Based on these results, the authors concluded that ddPCR has "great utility as a diagnostic," and unlike other nucleic acid amplification tests it "requires no external or internal calibration yet delivers a highly accurate estimation of target load." Further, they wrote that their assay could "rapidly be adapted for use in the detection of sexually transmitted C. trachomatis infections, where a higher sensitivity that which we have estimated would be desirable."
GMOs
Finally, a study published last month in PLoS One has demonstrated the potential of ddPCR as a suitable tool for routine analysis of genetically modified organisms in food, feed, and seeds.
In the study, scientists from the National Institute of Biology in Slovenia and Lawrence Berkeley National Laboratory used a ddPCR duplex assay to measure the absolute numbers of MON810 — a well-characterized transgene used in corn production — and hmg maize reference gene copies in DNA samples.
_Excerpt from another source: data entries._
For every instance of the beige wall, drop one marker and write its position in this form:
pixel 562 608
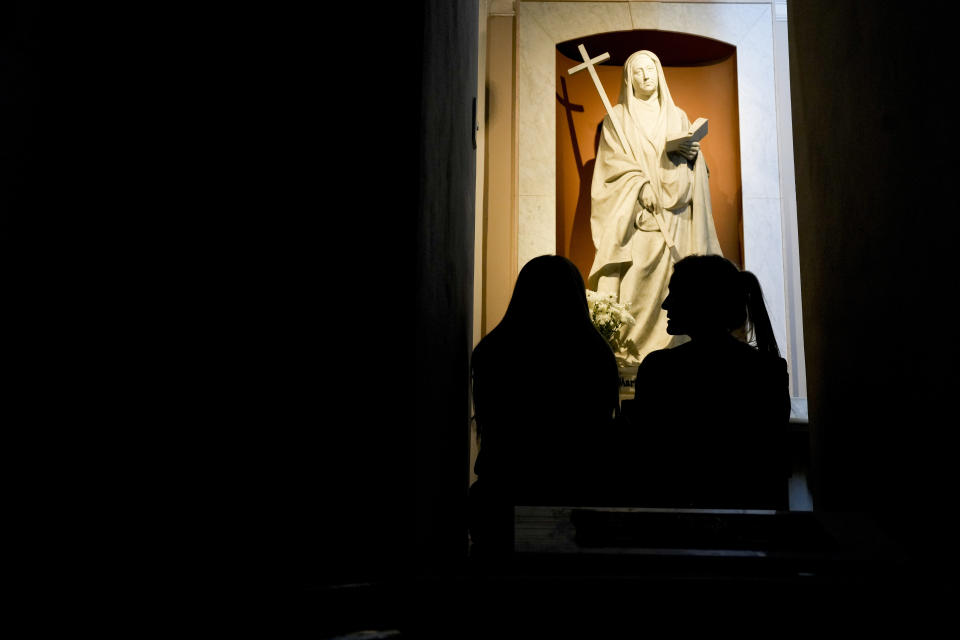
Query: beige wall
pixel 500 214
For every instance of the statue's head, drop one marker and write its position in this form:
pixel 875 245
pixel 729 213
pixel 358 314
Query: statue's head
pixel 643 74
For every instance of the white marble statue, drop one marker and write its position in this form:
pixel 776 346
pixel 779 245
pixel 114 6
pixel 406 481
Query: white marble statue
pixel 650 207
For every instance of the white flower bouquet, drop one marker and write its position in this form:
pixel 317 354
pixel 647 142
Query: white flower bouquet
pixel 609 316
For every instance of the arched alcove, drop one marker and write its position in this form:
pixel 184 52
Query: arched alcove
pixel 702 75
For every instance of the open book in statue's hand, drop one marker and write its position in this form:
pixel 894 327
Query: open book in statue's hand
pixel 696 133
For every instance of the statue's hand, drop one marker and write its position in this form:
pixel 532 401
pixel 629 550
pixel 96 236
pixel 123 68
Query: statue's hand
pixel 647 200
pixel 688 150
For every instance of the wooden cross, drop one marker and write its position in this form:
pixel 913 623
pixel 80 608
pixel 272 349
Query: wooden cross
pixel 588 64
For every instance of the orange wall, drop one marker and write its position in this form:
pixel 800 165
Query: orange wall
pixel 705 91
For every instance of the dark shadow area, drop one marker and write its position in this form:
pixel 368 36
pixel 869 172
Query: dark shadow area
pixel 679 49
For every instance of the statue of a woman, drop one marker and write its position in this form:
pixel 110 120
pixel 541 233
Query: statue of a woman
pixel 643 196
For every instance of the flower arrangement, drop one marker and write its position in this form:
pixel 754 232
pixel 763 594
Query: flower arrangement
pixel 609 316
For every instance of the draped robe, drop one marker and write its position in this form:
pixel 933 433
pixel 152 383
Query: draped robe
pixel 629 239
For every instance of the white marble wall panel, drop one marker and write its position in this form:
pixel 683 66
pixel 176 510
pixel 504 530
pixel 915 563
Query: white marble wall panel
pixel 757 98
pixel 763 255
pixel 725 22
pixel 567 20
pixel 536 93
pixel 536 214
pixel 645 15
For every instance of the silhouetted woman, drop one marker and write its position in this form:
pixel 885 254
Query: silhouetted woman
pixel 712 413
pixel 545 387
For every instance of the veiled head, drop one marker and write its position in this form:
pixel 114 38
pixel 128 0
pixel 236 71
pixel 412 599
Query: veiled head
pixel 643 74
pixel 643 77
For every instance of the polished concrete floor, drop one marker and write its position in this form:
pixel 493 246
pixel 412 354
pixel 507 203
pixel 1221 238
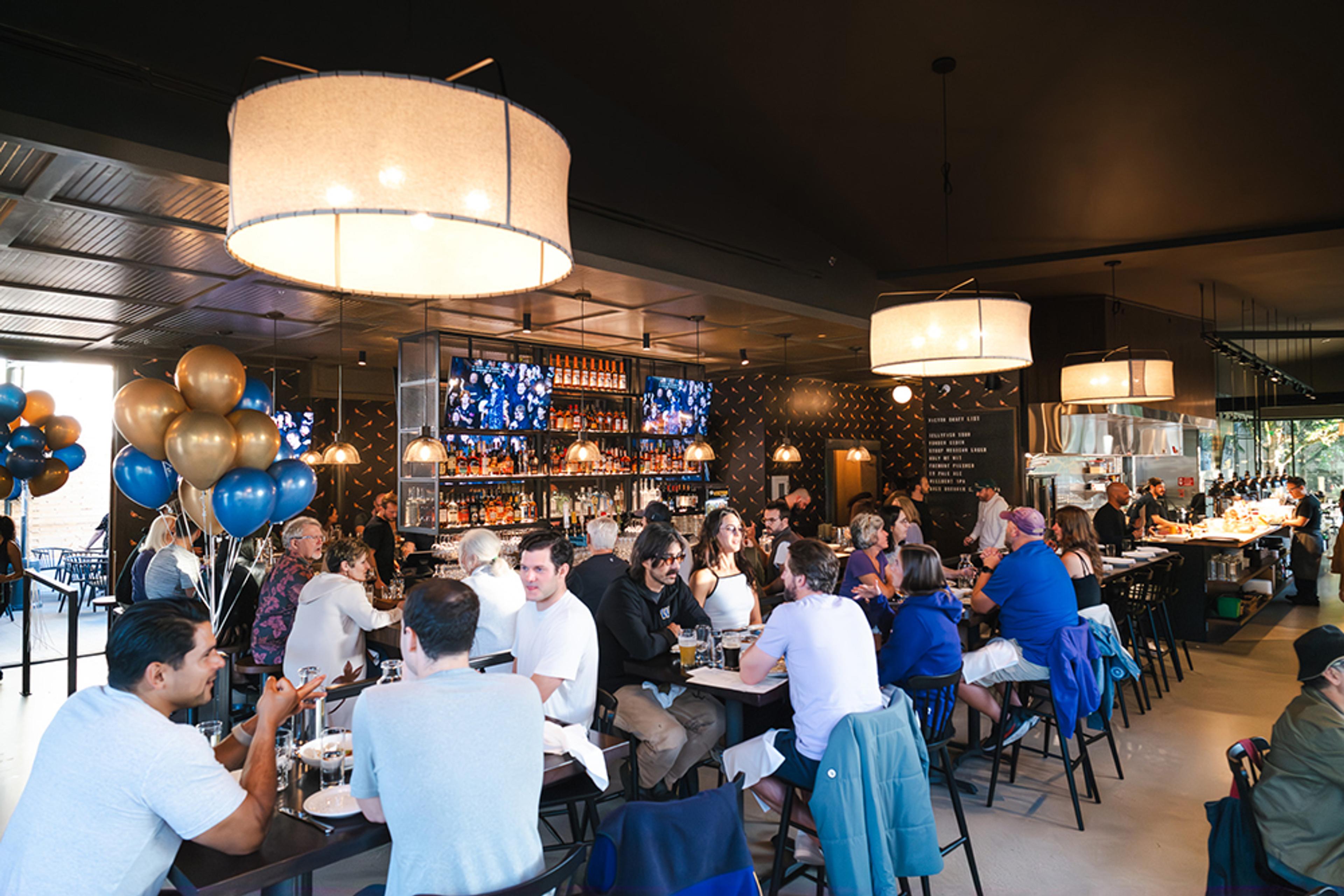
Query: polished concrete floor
pixel 1148 836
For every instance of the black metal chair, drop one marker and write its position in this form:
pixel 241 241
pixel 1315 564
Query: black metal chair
pixel 934 699
pixel 565 872
pixel 1046 710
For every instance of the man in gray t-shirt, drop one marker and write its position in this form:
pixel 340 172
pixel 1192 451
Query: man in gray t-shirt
pixel 451 760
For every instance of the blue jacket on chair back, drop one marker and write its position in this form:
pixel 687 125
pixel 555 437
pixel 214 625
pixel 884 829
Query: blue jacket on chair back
pixel 872 803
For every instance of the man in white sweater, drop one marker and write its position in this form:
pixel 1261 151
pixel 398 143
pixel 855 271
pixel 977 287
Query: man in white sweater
pixel 990 528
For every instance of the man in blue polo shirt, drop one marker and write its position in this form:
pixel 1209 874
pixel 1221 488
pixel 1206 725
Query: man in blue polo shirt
pixel 1035 600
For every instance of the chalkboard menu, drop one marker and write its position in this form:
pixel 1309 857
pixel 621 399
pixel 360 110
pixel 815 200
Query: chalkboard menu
pixel 963 446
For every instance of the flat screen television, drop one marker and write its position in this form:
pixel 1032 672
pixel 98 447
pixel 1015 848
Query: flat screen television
pixel 677 408
pixel 496 395
pixel 296 432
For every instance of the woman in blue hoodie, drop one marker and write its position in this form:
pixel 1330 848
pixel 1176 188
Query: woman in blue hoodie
pixel 924 635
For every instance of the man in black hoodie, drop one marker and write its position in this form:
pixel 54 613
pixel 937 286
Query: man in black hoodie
pixel 640 619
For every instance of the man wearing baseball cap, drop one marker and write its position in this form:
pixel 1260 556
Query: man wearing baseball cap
pixel 1300 797
pixel 990 531
pixel 1035 600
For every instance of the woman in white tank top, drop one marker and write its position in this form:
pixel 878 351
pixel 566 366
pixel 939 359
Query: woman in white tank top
pixel 718 584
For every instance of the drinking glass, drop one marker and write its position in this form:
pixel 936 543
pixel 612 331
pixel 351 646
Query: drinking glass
pixel 284 757
pixel 334 757
pixel 213 731
pixel 732 649
pixel 392 671
pixel 686 645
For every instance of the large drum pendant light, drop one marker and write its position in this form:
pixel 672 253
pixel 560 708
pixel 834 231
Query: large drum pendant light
pixel 1120 377
pixel 389 184
pixel 956 334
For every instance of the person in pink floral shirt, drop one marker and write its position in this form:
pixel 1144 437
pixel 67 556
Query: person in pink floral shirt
pixel 279 600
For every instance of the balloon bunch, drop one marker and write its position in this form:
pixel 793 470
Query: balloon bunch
pixel 45 452
pixel 210 440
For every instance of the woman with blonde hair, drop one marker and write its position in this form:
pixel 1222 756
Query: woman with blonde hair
pixel 1077 541
pixel 499 590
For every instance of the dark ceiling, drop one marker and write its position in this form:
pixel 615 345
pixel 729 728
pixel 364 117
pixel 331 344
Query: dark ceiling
pixel 793 151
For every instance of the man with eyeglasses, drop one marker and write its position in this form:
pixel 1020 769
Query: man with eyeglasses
pixel 279 598
pixel 640 619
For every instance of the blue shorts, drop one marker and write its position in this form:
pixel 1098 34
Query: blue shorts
pixel 798 770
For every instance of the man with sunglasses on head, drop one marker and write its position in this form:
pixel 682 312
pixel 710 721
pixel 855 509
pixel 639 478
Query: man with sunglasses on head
pixel 640 619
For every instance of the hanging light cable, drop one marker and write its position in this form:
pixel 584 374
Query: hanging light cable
pixel 427 448
pixel 341 453
pixel 582 451
pixel 787 453
pixel 698 451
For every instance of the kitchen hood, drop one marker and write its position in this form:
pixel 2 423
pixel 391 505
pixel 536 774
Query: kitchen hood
pixel 1109 430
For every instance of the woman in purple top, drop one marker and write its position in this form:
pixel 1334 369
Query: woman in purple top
pixel 279 598
pixel 867 576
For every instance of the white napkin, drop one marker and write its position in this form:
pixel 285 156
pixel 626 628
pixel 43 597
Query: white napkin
pixel 756 760
pixel 573 739
pixel 664 698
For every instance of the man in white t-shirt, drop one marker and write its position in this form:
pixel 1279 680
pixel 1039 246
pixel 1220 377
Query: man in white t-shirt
pixel 827 644
pixel 555 643
pixel 116 786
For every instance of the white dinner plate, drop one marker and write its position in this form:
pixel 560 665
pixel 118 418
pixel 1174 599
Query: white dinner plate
pixel 334 803
pixel 308 754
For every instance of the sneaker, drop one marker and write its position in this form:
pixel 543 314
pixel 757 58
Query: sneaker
pixel 807 849
pixel 1018 730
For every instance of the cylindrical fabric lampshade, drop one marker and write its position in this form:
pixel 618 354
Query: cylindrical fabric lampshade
pixel 1117 382
pixel 951 338
pixel 397 186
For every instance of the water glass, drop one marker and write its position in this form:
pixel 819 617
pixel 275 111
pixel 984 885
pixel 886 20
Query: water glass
pixel 334 757
pixel 284 757
pixel 213 731
pixel 392 671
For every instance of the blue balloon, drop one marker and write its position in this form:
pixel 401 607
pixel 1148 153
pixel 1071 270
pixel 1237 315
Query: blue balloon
pixel 26 463
pixel 142 479
pixel 256 397
pixel 29 437
pixel 296 484
pixel 13 401
pixel 73 456
pixel 244 500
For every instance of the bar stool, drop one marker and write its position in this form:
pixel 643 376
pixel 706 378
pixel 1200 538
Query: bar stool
pixel 934 700
pixel 1026 690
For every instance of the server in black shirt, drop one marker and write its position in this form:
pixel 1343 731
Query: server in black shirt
pixel 1111 522
pixel 639 620
pixel 1308 544
pixel 590 579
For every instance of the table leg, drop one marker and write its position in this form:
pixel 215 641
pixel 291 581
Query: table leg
pixel 302 886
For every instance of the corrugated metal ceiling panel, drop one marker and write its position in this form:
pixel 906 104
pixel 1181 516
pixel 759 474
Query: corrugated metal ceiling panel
pixel 21 164
pixel 116 238
pixel 115 187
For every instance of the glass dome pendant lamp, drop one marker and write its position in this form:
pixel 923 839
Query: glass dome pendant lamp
pixel 425 448
pixel 699 451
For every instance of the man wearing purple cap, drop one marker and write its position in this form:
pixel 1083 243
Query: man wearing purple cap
pixel 1035 600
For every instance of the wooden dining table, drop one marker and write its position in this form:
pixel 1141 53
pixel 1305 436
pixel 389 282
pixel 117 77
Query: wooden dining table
pixel 295 849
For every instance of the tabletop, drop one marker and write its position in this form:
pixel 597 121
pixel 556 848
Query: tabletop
pixel 294 848
pixel 666 670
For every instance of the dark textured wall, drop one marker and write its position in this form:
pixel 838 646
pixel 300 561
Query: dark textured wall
pixel 750 416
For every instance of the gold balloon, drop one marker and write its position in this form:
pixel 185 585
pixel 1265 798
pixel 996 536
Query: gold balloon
pixel 211 379
pixel 62 432
pixel 143 411
pixel 259 438
pixel 197 506
pixel 201 446
pixel 40 408
pixel 54 475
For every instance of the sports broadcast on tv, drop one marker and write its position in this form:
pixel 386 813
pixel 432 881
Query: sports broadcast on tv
pixel 677 408
pixel 498 395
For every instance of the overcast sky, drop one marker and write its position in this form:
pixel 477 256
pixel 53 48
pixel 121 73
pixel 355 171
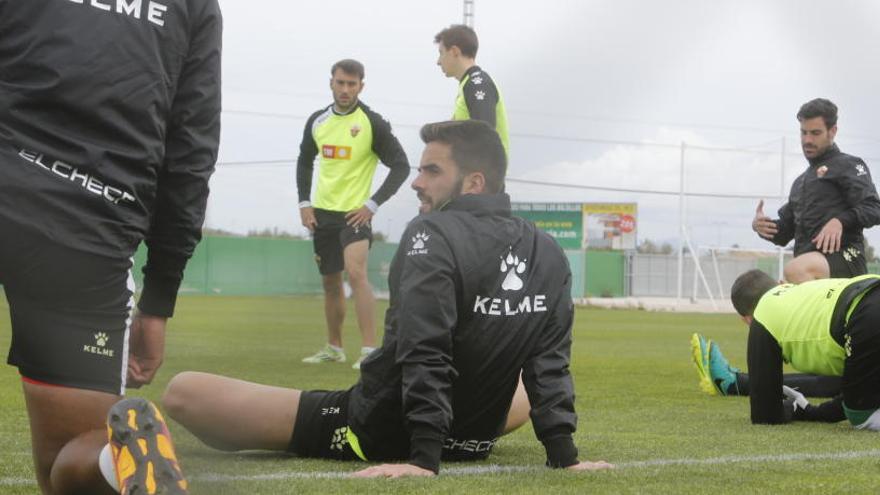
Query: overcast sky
pixel 599 93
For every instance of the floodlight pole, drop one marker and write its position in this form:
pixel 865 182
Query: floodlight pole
pixel 780 272
pixel 468 13
pixel 681 227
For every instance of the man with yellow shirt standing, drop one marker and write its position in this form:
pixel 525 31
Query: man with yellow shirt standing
pixel 478 96
pixel 351 139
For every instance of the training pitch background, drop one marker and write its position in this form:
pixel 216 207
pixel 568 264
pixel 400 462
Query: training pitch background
pixel 638 402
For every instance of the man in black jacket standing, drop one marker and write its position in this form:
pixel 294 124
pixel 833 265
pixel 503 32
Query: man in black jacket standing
pixel 477 296
pixel 828 207
pixel 109 129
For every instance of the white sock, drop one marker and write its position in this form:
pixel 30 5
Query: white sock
pixel 108 470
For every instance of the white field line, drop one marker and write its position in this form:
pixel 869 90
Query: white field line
pixel 497 469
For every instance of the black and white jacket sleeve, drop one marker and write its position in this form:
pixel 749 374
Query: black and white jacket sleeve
pixel 191 145
pixel 548 382
pixel 426 316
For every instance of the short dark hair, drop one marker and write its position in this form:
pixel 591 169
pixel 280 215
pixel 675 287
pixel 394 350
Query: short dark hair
pixel 747 290
pixel 475 147
pixel 349 66
pixel 819 107
pixel 464 37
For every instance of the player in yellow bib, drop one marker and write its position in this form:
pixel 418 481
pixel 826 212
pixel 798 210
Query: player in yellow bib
pixel 826 327
pixel 478 96
pixel 349 140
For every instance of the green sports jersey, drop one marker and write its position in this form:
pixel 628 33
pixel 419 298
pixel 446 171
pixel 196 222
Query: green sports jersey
pixel 349 147
pixel 480 99
pixel 800 319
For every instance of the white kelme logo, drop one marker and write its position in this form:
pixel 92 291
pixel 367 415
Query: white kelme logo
pixel 340 438
pixel 512 265
pixel 419 241
pixel 101 340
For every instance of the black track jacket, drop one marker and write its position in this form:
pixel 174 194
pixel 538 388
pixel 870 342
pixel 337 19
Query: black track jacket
pixel 835 185
pixel 109 127
pixel 476 296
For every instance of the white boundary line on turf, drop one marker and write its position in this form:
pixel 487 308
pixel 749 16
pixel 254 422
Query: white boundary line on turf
pixel 498 469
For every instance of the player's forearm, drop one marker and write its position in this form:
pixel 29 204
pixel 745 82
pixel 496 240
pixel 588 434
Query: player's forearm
pixel 561 451
pixel 395 178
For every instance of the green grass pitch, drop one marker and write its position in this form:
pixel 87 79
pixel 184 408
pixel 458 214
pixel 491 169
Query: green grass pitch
pixel 637 397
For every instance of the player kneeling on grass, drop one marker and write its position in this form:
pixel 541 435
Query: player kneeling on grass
pixel 477 296
pixel 825 327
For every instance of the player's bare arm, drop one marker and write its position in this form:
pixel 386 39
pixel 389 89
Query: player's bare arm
pixel 359 217
pixel 307 215
pixel 392 471
pixel 762 224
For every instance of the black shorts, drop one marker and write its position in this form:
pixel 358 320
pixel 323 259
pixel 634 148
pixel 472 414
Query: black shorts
pixel 321 427
pixel 331 237
pixel 861 369
pixel 70 312
pixel 849 262
pixel 321 430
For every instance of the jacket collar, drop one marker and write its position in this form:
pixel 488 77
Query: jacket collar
pixel 831 152
pixel 471 70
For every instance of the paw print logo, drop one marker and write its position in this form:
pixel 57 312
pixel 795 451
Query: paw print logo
pixel 339 439
pixel 512 265
pixel 420 239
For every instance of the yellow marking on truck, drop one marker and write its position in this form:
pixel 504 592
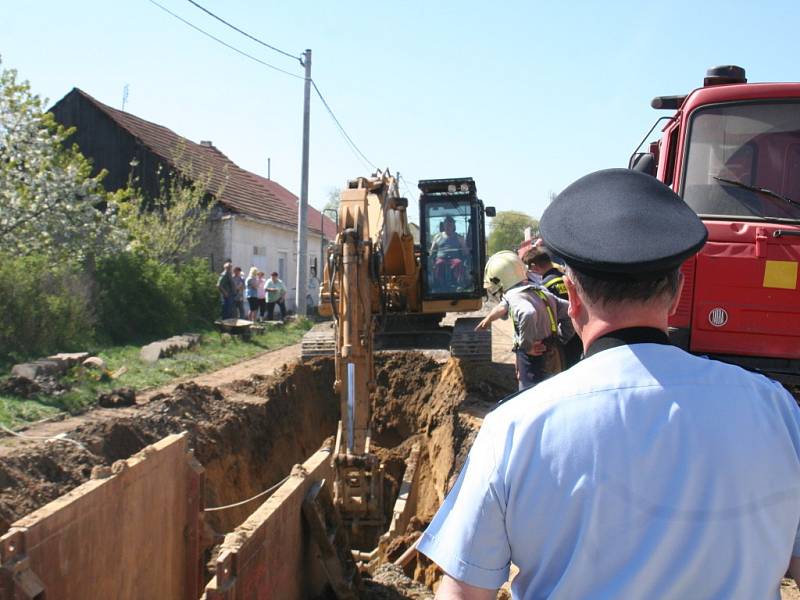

The researchers discovered that their assay achieved a wide dynamic range of close to five orders of magnitude with an upper limit of quantification of about 118,000 target copies, and showed "very good sensitivity" suitable for GMO testing.
"The excellent performance of the tested parameters enables the quantification of samples from different matrices, using DNA extracted with common methods without up-front DNA quantity estimation," the researchers wrote. "The limits of quantification, trueness, and repeatability of the duplex assay comply with international recommendations."
Further, the team noted that its data, in the context of GMO quantification, suggest that "ddPCR running costs are lower than those of standard qPCR technology, given the superior throughput, and especially when numerous samples are handled simultaneously."
In a statement accompanying publication of the paper, Dany Morisset, lead author and a researcher at Slovenia's National Institute of Biology, concluded that "droplet digital PCR could replace or be a good alternative to qPCR, the current benchmark in GMO quantification."